Eleanor peeped through the slits of her eyes. Her tummy was rumbling for lunch. The bee was gone. She tried to think about her mother, but also not to think about her. The memories hurt, so it was easier just to push them away. It felt, increasingly, as if she was missing something she had never really had. Eleanor stole a glance across the grave.

Vincent was still pressing his palms together, his eyelids trembling. It was a long prayer this time. In fact, he was starting to repeat things over and over, as if he couldn’t find a way out of his own sentences.

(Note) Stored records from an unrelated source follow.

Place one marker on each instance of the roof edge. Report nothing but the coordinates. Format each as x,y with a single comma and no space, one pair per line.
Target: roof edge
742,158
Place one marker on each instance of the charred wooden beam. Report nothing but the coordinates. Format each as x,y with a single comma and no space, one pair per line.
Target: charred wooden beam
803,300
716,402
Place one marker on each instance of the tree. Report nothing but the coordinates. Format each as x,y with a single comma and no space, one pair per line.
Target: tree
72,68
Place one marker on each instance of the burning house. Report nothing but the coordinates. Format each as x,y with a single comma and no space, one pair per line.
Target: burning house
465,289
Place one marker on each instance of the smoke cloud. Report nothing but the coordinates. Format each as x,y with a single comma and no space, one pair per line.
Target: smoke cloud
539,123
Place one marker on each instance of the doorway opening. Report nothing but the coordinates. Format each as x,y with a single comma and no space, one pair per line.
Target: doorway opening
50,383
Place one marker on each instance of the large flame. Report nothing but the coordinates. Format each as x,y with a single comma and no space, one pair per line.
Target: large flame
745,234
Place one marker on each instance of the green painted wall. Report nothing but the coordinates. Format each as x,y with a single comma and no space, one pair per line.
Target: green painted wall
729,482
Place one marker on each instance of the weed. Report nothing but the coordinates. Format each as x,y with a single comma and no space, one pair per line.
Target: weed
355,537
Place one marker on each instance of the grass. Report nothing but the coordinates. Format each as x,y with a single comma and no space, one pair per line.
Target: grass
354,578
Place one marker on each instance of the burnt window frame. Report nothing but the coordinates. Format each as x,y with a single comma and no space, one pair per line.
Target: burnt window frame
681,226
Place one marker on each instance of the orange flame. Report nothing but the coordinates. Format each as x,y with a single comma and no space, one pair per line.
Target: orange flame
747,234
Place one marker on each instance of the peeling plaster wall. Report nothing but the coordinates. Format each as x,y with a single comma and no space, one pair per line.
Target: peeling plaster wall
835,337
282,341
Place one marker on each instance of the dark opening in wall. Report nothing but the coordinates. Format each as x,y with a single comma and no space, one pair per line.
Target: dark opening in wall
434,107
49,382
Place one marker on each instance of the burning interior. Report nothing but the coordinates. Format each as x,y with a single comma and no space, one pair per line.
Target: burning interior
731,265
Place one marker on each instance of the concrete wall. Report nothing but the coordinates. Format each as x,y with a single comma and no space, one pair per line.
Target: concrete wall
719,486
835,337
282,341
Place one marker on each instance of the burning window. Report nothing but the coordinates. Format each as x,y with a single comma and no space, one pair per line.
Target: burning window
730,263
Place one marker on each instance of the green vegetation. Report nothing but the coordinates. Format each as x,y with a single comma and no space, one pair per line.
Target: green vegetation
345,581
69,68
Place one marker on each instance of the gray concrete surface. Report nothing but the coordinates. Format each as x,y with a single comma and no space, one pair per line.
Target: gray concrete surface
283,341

Eleanor shifted her weight, her knees tingling. Inside, she was aware of a rising, terrible urge to get up and run away, not to the vicarage, but in the opposite direction, across the lumpy fields towards the line where the land met the sky. But there was Kat, she realised, flicking her eyes to her little sister. Kat would have to run too. She couldn’t leave Kat behind.

Vincent sensed his daughters’ restlessness, but he didn’t care. My words fly up but my thoughts remain below. Who had said that? He couldn’t think straight. He couldn’t think about anything except that he was alone and lost, all the more acutely for having once believed himself found.